Day Laborer to Criminal: Gambling and the Narcotic of Time

Klaus Yamamoto-Hammering - Postdoctoral Associate in East Asian Studies and Lecturer in Anthropology

Wednesday, March 1, 2017 - 12:00pm to 1:30pm
Room 202, Henry R. Luce Hall See map
34 Hillhouse Avenue
New Haven, CT 06511
Lunch will be provided.

Focused on a group of Okinawan construction workers in Tokyo, this talk tracks the transformation of working day time into the narcotic of gambling, such that the worker - turned gambler - stakes his social existence on a negativity that repulses the normative gaze of general Japanese society.


Klaus Yamamoto-Hammering’s writing so far has focused on the violence of state recognition in contemporary Japan, and specifically, on the intersection of this violence with certain social differences which statist discourse would eliminate.

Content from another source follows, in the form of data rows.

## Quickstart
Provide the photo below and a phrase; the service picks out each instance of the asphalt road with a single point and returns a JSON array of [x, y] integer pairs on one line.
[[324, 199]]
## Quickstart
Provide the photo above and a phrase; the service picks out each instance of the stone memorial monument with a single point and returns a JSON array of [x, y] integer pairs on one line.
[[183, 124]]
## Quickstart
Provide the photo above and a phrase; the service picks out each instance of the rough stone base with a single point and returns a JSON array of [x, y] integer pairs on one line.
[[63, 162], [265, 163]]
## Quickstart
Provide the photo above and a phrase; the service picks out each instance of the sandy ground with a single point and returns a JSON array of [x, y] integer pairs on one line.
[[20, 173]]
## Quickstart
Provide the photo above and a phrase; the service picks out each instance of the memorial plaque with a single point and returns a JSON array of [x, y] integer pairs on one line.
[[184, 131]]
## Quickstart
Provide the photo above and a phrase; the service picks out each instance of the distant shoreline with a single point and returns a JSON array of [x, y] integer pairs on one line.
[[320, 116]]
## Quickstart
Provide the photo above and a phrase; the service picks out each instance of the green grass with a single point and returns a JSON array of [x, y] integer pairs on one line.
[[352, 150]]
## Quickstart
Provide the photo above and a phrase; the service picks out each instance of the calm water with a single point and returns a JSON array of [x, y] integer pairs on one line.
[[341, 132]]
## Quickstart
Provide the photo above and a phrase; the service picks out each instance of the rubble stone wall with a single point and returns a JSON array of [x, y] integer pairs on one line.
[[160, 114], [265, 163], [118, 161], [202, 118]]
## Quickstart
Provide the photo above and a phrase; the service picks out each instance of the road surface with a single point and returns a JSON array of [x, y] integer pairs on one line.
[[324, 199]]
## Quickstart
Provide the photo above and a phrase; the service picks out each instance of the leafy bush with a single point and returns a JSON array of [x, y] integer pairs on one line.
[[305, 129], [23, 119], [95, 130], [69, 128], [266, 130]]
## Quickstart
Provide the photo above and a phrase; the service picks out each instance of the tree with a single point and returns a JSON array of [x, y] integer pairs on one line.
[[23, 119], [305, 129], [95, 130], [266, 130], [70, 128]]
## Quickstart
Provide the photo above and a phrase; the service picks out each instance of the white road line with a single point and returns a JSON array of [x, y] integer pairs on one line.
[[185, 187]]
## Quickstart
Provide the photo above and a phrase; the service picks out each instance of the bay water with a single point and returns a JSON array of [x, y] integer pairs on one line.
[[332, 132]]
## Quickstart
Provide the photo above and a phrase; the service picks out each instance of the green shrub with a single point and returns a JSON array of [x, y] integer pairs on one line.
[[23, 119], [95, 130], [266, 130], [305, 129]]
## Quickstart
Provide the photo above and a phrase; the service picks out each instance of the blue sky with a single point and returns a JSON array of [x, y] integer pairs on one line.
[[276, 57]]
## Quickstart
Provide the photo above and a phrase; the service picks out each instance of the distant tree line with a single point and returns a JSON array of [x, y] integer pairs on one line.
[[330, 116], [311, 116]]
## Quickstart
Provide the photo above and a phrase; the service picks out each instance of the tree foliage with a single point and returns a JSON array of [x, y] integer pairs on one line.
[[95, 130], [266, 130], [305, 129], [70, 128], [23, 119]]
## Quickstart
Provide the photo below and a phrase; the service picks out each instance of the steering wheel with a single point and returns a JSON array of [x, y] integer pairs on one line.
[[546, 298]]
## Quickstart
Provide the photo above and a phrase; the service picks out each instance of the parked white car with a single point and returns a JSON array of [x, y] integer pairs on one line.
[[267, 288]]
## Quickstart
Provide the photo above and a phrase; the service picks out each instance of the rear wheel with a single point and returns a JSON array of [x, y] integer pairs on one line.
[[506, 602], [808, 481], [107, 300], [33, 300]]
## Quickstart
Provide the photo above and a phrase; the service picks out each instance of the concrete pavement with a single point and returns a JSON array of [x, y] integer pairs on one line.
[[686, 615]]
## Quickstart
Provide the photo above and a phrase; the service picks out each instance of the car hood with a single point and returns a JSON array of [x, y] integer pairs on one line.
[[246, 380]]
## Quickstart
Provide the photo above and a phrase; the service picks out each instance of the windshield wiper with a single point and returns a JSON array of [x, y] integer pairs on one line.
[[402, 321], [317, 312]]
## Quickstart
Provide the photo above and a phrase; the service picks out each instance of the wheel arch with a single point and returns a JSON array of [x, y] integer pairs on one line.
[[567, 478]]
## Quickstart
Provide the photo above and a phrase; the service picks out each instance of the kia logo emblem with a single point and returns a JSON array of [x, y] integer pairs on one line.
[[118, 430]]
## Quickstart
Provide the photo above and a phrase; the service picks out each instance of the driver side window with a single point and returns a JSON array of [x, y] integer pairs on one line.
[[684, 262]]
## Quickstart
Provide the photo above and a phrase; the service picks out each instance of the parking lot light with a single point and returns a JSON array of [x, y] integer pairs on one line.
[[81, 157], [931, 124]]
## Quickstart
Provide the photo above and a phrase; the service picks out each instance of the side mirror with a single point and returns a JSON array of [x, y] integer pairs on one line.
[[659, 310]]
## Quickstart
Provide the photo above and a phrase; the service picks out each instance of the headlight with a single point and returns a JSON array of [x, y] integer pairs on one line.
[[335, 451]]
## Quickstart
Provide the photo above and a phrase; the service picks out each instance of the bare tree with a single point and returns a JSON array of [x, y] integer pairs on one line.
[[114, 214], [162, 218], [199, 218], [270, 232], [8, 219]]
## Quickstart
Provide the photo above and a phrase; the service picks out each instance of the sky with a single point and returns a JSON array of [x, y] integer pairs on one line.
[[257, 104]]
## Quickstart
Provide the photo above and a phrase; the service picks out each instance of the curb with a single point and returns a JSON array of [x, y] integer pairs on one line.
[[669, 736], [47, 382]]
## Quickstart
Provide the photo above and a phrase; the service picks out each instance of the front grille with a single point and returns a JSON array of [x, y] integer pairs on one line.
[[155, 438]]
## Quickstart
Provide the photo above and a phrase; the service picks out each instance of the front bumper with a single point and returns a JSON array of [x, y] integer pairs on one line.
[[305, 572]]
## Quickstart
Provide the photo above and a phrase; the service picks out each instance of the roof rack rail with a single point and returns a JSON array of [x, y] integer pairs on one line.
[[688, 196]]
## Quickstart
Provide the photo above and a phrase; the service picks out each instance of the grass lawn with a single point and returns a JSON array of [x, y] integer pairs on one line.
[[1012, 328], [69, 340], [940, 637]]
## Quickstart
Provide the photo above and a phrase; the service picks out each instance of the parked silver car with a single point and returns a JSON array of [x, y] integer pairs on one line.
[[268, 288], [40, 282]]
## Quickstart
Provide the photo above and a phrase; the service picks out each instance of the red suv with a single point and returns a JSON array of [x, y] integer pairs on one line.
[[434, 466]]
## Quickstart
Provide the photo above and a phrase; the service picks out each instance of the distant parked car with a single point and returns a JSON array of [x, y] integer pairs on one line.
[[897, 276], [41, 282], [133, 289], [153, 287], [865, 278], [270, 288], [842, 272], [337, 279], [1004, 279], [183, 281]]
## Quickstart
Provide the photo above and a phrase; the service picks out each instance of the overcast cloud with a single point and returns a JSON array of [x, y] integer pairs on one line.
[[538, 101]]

As an anthropologist, Yamamoto-Hammering’s writing has taken the form of an ethnographic engagement with: school teachers who refuse to pay homage to imperial symbols of the state; construction workers in the vanishing day laborer district of Tokyo; a handful of “radical” leftists and their cry for revolution; the “internet right-wing” and its hate speech; and “Fukushima.” He is invested in embedding critical theory in his writing, and in the capacity of ethnography to prompt the imagination of social differences where the order of state recognition would foreclose hospitality. During the fall term he taught “Recognition, Shame, and the State in Contemporary Japan.”